Sistem saluran keramik merupakan tahap penting dalam proses pengecoran aluminium. Metode pengaliran aluminium cair dalam proses peleburan paduan aluminium juga merupakan faktor yang memengaruhi kualitas logam cair.

Sistem Saluran Keramik

Dalam kondisi produksi industri, hasil pengujian berikut ini telah diperoleh:

(1) Pindahkan wadah tuang ke dalam saluran injeksi. Pertama-tama, paduan aluminium cair yang dilelehkan dalam tungku api dituangkan ke dalam wadah tuang, kemudian ke corong penampung tungku reverberasi resistansi, dan selanjutnya ke kolam cairan. Tingkat kenaikan kandungan alumina sebelum dan sesudah pengukuran adalah 52%.

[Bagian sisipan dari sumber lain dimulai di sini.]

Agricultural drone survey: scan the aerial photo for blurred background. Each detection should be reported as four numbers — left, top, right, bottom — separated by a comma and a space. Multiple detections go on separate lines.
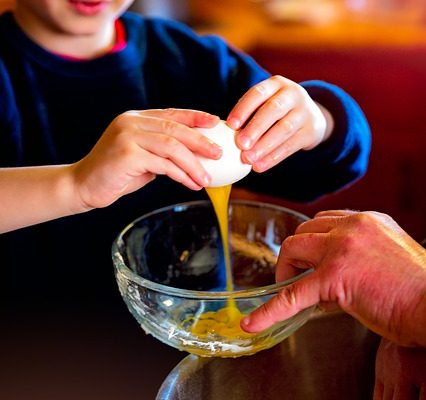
133, 0, 426, 241
0, 0, 426, 400
0, 0, 426, 240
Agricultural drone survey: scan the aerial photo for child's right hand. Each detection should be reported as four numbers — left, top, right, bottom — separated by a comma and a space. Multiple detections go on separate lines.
72, 109, 221, 209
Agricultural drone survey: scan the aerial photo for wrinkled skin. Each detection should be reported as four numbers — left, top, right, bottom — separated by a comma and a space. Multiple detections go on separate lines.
242, 210, 426, 347
374, 339, 426, 400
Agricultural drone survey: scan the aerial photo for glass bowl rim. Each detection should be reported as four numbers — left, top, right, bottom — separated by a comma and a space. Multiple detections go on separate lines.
112, 199, 313, 300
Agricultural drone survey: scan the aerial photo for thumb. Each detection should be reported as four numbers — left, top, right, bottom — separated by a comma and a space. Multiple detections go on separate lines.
241, 272, 320, 332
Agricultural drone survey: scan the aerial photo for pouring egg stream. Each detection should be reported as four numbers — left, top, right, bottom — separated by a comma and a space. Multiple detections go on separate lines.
185, 121, 251, 339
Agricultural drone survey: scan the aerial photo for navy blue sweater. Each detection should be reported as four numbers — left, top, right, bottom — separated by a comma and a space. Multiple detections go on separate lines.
0, 13, 370, 310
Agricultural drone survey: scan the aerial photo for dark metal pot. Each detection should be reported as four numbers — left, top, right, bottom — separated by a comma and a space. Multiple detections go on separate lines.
157, 313, 379, 400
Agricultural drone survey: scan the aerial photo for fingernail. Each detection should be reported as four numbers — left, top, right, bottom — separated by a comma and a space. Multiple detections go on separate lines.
227, 118, 241, 130
210, 142, 222, 158
202, 174, 211, 186
238, 136, 252, 150
244, 151, 257, 164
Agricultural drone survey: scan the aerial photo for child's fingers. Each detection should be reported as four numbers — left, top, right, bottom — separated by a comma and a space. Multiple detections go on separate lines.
237, 87, 300, 149
129, 114, 222, 159
227, 76, 291, 129
138, 108, 220, 128
242, 111, 304, 164
136, 151, 203, 190
136, 132, 211, 189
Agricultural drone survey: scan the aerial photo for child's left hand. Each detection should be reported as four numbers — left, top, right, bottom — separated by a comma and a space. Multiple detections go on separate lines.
227, 75, 333, 172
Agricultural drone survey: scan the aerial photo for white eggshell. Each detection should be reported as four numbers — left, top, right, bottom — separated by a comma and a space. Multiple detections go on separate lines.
197, 121, 251, 187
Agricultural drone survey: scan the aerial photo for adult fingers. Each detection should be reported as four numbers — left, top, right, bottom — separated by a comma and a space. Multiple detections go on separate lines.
241, 272, 320, 332
275, 233, 328, 282
315, 210, 359, 217
296, 216, 344, 234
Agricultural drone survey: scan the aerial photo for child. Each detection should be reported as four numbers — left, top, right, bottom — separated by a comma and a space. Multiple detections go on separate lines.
0, 0, 370, 310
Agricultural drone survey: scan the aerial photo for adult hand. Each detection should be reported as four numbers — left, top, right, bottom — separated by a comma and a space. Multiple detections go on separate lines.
242, 211, 426, 346
72, 109, 221, 209
227, 75, 334, 172
374, 339, 426, 400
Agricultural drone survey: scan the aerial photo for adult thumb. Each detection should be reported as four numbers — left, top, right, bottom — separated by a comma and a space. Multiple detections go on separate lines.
241, 272, 320, 332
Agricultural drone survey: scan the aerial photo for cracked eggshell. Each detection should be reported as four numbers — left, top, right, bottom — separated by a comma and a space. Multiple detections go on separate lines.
196, 121, 251, 187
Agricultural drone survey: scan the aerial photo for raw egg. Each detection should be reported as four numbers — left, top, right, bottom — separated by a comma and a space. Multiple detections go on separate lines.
197, 121, 251, 187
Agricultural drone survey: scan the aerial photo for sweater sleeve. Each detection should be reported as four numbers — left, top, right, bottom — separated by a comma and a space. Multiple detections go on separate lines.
241, 81, 371, 202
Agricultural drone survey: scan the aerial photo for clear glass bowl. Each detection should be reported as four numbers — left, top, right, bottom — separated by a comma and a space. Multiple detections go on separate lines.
112, 200, 314, 357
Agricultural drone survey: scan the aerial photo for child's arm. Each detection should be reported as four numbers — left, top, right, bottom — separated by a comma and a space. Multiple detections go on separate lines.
0, 109, 221, 232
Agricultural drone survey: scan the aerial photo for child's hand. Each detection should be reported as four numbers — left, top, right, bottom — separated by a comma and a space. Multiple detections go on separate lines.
72, 109, 221, 208
227, 76, 333, 172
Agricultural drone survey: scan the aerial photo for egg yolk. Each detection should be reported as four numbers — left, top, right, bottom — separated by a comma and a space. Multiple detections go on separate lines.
190, 185, 251, 339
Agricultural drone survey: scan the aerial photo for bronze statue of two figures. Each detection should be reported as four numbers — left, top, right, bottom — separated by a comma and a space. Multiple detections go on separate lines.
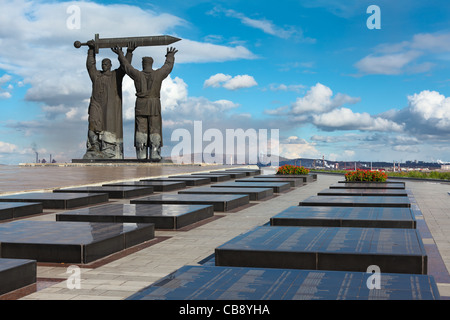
74, 34, 180, 162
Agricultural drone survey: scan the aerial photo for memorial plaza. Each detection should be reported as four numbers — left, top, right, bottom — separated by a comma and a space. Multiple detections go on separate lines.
0, 164, 450, 300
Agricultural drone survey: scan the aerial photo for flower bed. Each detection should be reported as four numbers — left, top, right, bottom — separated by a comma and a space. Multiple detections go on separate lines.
345, 169, 387, 182
277, 164, 309, 174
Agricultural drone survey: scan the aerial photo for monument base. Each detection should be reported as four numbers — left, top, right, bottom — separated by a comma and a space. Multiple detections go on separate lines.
72, 159, 174, 163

(2) Sistem transmisi saluran. Cairan lelehan diambil dari pipa pembuangan tungku reverberatory resistansi, kemudian disalurkan ke dalam bak tungku statis melalui tabung vertikal pemandu. Tingkat kenaikan kandungan alumina adalah 8,7% sebelum dan sesudah pemindahan.

Saat menggunakan wadah miring untuk mengangkut cairan aluminium, guna menghindari tercampurnya aluminium, wadah harus ditempatkan sedekat mungkin agar cairan aluminium mengalir ke bawah mengikuti dinding samping wadah, sehingga tidak langsung menghantam dasar wadah aluminium. Wadah tersebut dapat menyebabkan pengadukan dan percikan. Metode injeksi saluran lebih baik karena menghasilkan lebih sedikit kotoran. Adtech menyediakan sistem pencucian berkinerja tinggi untuk pemindahan aluminium cair.

Kunci dari saluran pembuangan keramik Sistem untuk mengangkut aluminium cair ini dapat meminimalkan pencampuran dan meminimalkan kontak antara aluminium cair dengan udara. Meskipun kepadatan alumina padat mirip dengan kepadatan aluminium cair, alumina tersebut membutuhkan waktu lama untuk mencapai dasar wadah peleburan setelah masuk ke dalam aluminium cair.

Namun, lapisan oksida yang terbentuk setelah proses oksidasi cairan aluminium hanya memiliki sejumlah besar pori-pori berdiameter halus yang bersentuhan erat dengan cairan aluminium. Partikel-partikel yang teradsorpsi cenderung mengapung ke atas karena luas permukaannya yang besar. Oleh karena itu, perbedaan berat jenis antara lapisan oksida dan cairan aluminium relatif kecil. Ketika dicampurkan ke dalam cairan aluminium, kecepatan mengapung dan tenggelamnya sangat lambat, sehingga sulit dipisahkan dari cairan aluminium, yang pada akhirnya menyebabkan terbentuknya lubang dan inklusi pada hasil coran.